Manteve-se em Moçambique, onde de novo casou, enfrentando as dificuldades sem perder a fé na utopia e nos amanhãs melhores.
Do Eduardo deixou este trecho de uma carta de Abril de 1957: “O mundo africano está em grande comoção política e social. Se os portugueses não mudarem a sua posição política vão perder a sua influência em todos os territórios que hoje controlam. Se há um português que está disposto a fazer mudanças profundas na posição portuguesa sobre África, esse será o Dr. Adriano Moreira. Se ele não conseguir fazer nada nessa direcção, Portugal estará perdido”.

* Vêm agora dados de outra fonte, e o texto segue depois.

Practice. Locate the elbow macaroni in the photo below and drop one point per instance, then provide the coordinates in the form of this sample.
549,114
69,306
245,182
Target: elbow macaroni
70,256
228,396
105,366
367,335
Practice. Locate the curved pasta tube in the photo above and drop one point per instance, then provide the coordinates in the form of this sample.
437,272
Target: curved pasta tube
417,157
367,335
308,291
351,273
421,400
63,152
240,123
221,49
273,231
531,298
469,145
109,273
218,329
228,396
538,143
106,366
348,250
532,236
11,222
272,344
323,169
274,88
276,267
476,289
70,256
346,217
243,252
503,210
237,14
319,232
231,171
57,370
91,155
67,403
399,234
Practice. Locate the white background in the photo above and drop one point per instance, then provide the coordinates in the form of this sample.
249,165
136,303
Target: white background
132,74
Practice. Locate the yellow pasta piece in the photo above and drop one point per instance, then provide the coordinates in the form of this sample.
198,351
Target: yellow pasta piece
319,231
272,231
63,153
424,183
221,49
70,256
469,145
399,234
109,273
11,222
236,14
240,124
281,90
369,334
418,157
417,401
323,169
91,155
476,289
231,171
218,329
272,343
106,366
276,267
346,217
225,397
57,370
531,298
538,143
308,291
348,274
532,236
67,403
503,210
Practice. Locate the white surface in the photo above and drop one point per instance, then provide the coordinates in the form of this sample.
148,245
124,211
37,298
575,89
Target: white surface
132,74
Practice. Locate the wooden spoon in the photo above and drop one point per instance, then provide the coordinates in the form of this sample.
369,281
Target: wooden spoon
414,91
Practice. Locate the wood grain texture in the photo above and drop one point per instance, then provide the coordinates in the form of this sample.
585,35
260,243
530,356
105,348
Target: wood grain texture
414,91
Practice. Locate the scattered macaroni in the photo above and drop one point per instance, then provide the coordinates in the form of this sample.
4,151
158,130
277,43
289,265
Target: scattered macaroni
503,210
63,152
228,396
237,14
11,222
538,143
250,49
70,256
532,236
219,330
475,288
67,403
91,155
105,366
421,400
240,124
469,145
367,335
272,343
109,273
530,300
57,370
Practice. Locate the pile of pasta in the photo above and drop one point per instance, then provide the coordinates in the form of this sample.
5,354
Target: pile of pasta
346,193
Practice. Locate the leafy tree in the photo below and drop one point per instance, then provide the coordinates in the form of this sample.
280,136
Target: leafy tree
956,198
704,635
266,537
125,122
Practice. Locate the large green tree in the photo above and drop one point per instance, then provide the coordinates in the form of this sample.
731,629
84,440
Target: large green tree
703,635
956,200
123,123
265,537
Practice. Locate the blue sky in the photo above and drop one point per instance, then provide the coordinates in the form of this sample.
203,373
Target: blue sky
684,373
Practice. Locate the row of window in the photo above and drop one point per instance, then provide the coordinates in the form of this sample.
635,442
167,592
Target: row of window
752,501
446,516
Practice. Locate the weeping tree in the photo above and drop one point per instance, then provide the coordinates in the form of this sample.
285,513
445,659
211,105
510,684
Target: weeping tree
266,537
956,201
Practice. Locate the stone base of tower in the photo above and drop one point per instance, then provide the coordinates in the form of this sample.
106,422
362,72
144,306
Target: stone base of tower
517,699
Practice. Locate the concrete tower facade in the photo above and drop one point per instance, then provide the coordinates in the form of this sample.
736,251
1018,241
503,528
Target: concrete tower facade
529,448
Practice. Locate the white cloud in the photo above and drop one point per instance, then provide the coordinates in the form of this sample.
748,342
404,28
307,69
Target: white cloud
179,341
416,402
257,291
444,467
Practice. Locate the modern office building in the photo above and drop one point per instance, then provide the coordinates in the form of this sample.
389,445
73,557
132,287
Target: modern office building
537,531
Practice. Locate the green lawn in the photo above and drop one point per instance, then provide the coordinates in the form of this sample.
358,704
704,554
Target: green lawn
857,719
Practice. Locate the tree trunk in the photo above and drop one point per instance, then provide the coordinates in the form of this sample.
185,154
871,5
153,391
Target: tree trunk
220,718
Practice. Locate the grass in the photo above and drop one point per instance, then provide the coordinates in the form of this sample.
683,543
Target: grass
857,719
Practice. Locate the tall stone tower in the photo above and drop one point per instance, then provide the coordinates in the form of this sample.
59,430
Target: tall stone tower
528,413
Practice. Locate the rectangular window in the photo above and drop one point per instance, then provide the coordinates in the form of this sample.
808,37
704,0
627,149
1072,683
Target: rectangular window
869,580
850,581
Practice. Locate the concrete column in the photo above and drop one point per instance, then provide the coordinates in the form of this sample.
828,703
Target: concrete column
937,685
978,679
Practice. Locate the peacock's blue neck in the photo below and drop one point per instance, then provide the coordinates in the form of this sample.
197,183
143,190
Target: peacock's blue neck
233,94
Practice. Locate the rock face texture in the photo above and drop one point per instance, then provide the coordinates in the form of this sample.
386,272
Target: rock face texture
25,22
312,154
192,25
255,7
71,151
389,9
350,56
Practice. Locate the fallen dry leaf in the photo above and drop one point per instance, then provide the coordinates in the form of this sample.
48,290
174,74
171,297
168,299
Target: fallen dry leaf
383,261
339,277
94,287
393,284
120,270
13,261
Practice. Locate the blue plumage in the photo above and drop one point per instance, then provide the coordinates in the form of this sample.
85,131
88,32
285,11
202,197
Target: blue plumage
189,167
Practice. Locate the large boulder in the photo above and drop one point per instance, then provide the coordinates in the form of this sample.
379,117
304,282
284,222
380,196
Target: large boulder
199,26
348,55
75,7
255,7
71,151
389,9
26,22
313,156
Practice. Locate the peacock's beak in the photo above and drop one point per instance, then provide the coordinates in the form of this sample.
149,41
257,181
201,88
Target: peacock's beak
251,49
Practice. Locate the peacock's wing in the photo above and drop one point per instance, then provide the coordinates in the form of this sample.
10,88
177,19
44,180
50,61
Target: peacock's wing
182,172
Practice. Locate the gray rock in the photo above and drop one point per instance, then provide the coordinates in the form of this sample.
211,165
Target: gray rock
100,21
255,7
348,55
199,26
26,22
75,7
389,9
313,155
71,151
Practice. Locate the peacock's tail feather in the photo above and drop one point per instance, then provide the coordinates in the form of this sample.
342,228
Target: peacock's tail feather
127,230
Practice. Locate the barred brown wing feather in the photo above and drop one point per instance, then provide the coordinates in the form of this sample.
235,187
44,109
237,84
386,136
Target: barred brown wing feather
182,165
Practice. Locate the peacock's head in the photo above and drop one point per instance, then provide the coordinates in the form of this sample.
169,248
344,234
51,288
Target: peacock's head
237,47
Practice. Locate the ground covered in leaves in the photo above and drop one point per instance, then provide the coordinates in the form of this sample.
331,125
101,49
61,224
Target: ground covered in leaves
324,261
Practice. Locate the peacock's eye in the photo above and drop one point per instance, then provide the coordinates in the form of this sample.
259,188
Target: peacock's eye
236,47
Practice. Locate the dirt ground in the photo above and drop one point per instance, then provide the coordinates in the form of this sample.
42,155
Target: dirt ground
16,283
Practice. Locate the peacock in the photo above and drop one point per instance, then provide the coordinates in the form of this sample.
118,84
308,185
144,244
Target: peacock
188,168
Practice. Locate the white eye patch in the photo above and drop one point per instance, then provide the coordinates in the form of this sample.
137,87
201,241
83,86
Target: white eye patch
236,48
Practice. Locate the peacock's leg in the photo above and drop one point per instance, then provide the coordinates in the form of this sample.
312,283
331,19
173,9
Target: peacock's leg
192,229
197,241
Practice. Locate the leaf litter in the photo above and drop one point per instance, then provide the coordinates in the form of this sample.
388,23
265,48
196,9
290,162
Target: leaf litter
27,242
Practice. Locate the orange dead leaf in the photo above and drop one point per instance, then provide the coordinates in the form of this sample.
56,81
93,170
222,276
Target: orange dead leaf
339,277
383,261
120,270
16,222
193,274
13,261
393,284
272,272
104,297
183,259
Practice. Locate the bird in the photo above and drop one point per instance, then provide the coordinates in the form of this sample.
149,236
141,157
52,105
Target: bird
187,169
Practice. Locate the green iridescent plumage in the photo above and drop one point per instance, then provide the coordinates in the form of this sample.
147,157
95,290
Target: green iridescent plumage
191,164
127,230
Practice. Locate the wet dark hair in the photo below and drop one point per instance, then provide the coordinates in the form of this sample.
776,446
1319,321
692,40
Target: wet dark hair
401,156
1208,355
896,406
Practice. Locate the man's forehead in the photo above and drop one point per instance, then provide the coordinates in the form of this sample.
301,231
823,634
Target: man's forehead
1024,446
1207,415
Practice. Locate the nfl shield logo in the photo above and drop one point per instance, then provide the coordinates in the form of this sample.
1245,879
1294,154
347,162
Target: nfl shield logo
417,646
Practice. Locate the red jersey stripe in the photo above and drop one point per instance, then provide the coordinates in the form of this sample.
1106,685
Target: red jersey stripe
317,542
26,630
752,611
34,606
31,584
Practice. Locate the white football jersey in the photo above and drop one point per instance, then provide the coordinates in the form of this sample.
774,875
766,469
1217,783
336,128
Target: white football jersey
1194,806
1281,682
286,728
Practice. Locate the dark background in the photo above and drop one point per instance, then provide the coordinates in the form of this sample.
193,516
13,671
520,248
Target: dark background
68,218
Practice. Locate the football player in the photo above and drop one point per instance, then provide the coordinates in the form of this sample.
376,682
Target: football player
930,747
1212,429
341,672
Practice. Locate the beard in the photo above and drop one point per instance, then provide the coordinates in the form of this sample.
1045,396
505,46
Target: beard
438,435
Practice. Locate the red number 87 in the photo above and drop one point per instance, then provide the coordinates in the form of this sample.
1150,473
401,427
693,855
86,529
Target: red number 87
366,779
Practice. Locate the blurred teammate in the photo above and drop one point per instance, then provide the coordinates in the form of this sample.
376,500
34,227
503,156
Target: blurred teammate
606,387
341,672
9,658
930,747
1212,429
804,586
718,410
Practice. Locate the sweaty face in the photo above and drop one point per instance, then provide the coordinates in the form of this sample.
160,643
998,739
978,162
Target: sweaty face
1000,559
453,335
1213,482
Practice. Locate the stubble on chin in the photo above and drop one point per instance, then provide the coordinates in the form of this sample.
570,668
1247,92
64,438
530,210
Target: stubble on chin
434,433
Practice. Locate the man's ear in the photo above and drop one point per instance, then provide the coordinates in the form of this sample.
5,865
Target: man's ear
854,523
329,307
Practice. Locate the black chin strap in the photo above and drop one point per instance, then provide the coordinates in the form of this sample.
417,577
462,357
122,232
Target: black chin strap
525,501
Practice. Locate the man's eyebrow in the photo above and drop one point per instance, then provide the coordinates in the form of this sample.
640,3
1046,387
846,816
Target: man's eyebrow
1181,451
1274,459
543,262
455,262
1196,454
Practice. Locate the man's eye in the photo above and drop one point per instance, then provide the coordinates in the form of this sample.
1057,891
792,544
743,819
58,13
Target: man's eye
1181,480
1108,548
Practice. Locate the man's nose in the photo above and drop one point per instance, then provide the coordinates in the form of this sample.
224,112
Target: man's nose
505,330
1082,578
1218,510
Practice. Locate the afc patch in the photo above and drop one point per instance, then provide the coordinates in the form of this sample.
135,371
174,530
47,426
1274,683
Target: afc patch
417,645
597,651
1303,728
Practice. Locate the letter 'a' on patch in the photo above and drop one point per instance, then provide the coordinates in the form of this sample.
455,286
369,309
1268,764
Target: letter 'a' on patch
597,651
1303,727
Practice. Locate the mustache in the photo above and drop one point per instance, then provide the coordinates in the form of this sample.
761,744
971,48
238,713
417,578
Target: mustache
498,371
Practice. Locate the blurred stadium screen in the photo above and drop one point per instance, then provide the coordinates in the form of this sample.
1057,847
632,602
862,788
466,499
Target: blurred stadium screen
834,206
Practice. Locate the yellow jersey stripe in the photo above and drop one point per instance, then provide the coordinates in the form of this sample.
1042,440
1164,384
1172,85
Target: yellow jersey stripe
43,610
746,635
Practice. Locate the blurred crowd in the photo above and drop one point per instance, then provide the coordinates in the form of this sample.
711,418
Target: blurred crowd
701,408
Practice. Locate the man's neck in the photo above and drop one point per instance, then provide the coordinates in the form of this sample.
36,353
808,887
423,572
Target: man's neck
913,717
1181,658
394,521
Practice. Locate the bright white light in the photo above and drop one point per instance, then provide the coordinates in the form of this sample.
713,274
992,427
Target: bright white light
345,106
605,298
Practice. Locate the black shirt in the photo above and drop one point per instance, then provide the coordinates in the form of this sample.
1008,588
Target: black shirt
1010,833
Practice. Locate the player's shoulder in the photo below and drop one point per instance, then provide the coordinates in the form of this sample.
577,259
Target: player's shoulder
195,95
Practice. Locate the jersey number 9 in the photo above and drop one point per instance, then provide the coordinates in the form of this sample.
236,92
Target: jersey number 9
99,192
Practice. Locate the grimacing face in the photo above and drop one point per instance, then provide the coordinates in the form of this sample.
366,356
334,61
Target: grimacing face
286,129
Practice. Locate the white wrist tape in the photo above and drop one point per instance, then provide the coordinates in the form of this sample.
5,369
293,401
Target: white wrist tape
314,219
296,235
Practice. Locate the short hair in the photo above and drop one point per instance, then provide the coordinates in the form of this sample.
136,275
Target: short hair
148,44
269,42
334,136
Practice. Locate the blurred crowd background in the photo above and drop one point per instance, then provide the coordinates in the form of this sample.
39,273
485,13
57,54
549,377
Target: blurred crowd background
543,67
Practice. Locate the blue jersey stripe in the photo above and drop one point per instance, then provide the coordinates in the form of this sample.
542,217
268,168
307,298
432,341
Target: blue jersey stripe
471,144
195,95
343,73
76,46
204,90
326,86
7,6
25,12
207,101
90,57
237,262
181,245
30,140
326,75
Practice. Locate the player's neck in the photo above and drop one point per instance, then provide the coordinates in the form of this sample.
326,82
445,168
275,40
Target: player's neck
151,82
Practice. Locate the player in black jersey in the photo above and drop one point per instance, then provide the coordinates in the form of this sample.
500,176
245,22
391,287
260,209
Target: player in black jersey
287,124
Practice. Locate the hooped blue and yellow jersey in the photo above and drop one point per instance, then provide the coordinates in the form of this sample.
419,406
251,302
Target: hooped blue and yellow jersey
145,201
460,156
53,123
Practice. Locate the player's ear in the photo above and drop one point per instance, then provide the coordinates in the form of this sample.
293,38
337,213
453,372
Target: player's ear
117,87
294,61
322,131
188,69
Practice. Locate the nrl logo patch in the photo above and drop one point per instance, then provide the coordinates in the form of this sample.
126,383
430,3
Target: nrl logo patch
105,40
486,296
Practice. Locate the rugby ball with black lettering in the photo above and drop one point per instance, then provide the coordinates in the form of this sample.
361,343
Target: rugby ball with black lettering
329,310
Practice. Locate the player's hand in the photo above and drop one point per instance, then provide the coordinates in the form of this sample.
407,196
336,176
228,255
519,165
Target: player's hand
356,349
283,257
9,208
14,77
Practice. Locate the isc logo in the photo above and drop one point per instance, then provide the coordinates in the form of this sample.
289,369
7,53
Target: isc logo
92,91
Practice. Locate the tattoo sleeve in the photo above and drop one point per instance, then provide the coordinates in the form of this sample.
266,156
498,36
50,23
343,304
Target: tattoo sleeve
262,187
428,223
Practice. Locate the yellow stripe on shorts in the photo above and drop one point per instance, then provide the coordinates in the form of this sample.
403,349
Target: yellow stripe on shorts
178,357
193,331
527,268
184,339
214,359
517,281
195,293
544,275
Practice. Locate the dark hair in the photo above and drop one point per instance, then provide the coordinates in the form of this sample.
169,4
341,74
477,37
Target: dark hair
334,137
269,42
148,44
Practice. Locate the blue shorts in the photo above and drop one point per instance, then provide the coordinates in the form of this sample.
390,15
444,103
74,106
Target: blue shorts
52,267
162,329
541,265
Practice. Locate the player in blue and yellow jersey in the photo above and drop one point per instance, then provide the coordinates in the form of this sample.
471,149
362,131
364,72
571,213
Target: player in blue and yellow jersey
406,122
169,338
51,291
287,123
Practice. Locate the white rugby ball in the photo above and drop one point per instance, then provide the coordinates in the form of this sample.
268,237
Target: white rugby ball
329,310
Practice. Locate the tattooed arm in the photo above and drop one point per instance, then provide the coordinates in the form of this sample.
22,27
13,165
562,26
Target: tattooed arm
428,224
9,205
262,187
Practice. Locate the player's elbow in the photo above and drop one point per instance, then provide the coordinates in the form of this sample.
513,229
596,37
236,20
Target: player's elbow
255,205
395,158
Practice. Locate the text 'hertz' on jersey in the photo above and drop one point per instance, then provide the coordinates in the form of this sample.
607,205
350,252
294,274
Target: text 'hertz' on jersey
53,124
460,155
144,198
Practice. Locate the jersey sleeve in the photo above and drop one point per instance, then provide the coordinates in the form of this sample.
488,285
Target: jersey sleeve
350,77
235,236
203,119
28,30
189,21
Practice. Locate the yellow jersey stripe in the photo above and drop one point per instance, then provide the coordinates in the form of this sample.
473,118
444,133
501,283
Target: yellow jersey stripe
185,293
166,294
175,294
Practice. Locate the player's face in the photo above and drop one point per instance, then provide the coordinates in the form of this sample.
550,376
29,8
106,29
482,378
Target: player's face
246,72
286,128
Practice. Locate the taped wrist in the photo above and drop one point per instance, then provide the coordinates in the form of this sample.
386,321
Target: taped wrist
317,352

Da inquietação dela fiquei agora a saber, por uma carta para o Eduardo, a impressão de esgotamento que lhes causava: "no que diz respeito ao próprio Moreira, gosto cada vez mais dele. É o único português de que eu verdadeiramente gosto (para além da empregada da York House)... Ele próprio tem que enfrentar uma montanha de oposição, cada passo é por uma ribanceira acima... Não fazes ideia de como ele parece cansado".
Anos mais tarde reparei que, no que toca à política do "beco de honras", a que mais me lisonjeava era o facto de ser o único Ministro do Ultramar que não recebera a Ordem do Império, certamente o sinal mais significativo de que todo o reformismo, todo o esforço de conciliação das etnias e culturas, toda a dificilmente racionável esperança de fazer convergir os valores da História com as exigências do futuro urgente, eram inconciliáveis com a irracional, dominante, e raras vezes comprovada ilusão, de que era possível, e justo, e irrenunciável, fazer regressar a vida habitual.”